Northwest Arkansas superintendents discuss how to define ineffective teacher

FARMINGTON -- State education officials are studying new federal guidelines intended to ensure schools with the greatest numbers of poor and minority students have equitable access to excellent teachers and principals.

The guidelines proposed in regulations for the Every Student Succeeds Act would require the Arkansas Department of Education to report on the percentage of low-income and minority students who are taught by ineffective teachers, inexperienced teachers and teachers who are teaching outside their area of license, said Ivy Pfeffer, the department's assistant commissioner of human resources, licensure and educator effectiveness.

Public meeting

• Community Listening Forum for input on the state’s plan for schools under the Every Student Succeeds Act of 2015

• Begins at 5:30 p.m. Oct. 25 at the Jones Center, 922 E. Emma St. in Springdale

• The Arkansas Department of Education officials will consider public comments in a plan for the Arkansas Accountability System. The department will submit the plan to the U.S. Department of Education for approval in the summer of 2017.

Source: Arkansas Department of Education

States, including Arkansas, are grappling with how to define ineffective teachers, Pfeffer said.

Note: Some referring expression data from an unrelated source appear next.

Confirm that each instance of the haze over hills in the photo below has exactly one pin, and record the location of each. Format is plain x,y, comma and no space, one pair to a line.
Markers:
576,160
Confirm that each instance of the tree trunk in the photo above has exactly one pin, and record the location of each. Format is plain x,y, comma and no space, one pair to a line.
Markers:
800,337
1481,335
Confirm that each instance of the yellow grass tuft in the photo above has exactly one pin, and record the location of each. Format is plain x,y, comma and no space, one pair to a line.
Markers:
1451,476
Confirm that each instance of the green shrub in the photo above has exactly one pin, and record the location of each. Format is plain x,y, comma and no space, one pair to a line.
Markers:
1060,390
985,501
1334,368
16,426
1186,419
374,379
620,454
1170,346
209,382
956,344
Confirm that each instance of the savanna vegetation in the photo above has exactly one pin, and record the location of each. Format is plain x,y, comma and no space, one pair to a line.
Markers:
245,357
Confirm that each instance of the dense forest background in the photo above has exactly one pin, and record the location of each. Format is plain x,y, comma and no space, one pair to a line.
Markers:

She asked superintendents at the monthly board meeting at the Northwest Arkansas Education Service Cooperative on Thursday for input.

"Is it really the opposite of effective?" Pfeffer asked. "You might have someone whose less than effective, but not ineffective."

The reason a beginning teacher may not have the level of performance as 10-year veteran in the field may be because of her lack of experience and not because she's ineffective, said Randy Barrett, Gentry superintendent.

Barrett said trying to define an ineffective or effective teacher will require some measurement of whether students the teacher is teaching are learning.

The U.S. Department of Education is in the process of setting regulations for implementing the Every Student Succeeds Act signed in 2015. It's the latest version of the Elementary and Secondary Education Act of 1965.

Arkansas is developing its school accountability plan, which will go to the U.S. Department of Education for approval in the summer of 2017, Pfeffer said. The department will seek public input through a series of forums.

Defining what it means to be an ineffective teacher is difficult because of the complex nature of teaching, Pfeffer said.

"Every student has a unique set of needs," she said. "A teacher is making thousands of decisions every day that impact multiple students. Not only do they have to know their content, but they have to be expert in the art of teaching. They've got to be very skilled at communicating with parents and with their administrators and with their colleagues."

The state's teacher evaluation system outlines what it takes to be an effective teacher, Pfeffer said. The system has four levels of performance. In 2015-16, 83 percent of teachers were considered proficient, 11 percent received the highest rating of distinguished, 4 percent were basic and less than 1 percent were unsatisfactory.

Charles Cudney, director of the cooperative, said the tendency will be for districts, parents and community members to let the definition of an effective teacher set the bar for what teachers work toward.

The discussion will have to consider whether the goal is for teachers to improve in their teacher evaluation or to get over an ineffective teacher hurdle, he said. He suggested working toward keeping the evaluation and the definition within the same system.

The worst solution will be repeated changes in the evaluation system, Cudney said.